I pulled out on the collar of my shirt wishing for a smaller frame than my six foot two. As it was, the three of us could have reached out and touched each other if we were inclined.
“It’s believed each victim had the same cuts inflicted,” Royster said. “Although most of the remains are
skeletal so it’s not as easy to know for sure, but based on burial method this guy obviously had a ritual. The most recent victim is only a few years old and was preserved by the soil. The oldest remains are estimated to date back twenty-five to thirty years. Bingham moved in twenty-six years ago.”
Lance Bingham was the property owner, age sixty-two and was currently serving three to five years in a correctional facility for killing two cows and assaulting a neighbor. If he moved in twenty-six years ago, that would put Bingham at thirty-six. The statistical age for a serial killer to start out is early to mid-thirties.
The CSI continued to relay more information about how the tunnels branched out in various directions and the ends came to a bulbous tip.
“There are eleven rooms and only ten bodies.” Jack rushed the briefing along as he pulled a cigarette out of a shirt pocket. He didn’t light up, but his lips suctioned around it as if it was a life supply.
Royster’s eyes went from the cigarette to Jack’s face. “Yes. There’s one tunnel that leads to a dead end and there’s one empty grave.”

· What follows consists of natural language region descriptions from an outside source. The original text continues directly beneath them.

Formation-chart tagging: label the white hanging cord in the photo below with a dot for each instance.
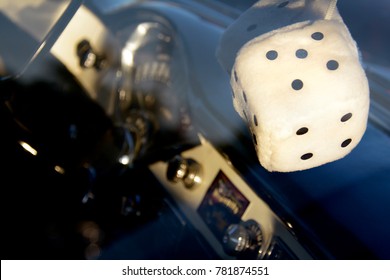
(331, 9)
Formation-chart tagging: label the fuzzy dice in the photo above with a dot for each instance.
(303, 93)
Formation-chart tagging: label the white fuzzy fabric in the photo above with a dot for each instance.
(297, 81)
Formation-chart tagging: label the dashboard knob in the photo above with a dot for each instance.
(243, 240)
(186, 170)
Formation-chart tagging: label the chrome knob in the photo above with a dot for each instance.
(243, 240)
(186, 170)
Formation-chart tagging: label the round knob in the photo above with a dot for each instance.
(186, 170)
(236, 239)
(243, 240)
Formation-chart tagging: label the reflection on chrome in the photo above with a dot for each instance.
(28, 148)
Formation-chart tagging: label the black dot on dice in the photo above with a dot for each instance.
(302, 130)
(306, 156)
(251, 27)
(318, 36)
(254, 139)
(297, 84)
(271, 55)
(346, 143)
(332, 65)
(235, 76)
(346, 117)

“What do you make of it?” Jack spoke with the cigarette bobbing in his mouth and turned to me.
“Of the empty grave?”
Jack’s smile slanted higher on the right, his eyes pinched, and he removed the cigarette from his mouth. “That and the latest victim.”

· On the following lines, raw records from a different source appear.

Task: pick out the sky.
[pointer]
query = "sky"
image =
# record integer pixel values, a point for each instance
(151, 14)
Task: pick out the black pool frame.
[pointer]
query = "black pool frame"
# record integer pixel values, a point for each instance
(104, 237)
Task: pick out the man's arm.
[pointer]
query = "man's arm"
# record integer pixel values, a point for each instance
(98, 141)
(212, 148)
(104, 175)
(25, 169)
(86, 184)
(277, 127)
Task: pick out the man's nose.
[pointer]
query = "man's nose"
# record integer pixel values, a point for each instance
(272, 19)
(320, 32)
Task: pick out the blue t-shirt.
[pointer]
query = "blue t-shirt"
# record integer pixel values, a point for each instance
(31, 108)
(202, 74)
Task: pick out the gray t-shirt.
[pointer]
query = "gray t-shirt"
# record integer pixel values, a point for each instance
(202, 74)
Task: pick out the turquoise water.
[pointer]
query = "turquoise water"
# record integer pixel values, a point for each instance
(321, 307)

Bingham had been in prison for the last three years. The elaborate tunnel system he had going would have taken years to plan and dig, and it would have taken strength, leaning toward Bingham not working alone. “He had help. Someone followed behind him.”
Jack perched the unlit smoke back in his lips. “Hmm.”
“Anyway, you’ll want to see it for yourself. I haven’t seen anything like it,” Royster continued.
Jack’s eyes narrowed, and his brows compressed.
“Come—” The back of a wrist came to his nose in an instant. The spray of sneeze only somewhat diverted. More sniffles. “Sorry ’bout that. Anyway, this way.”
Jack motioned for me to go ahead of him.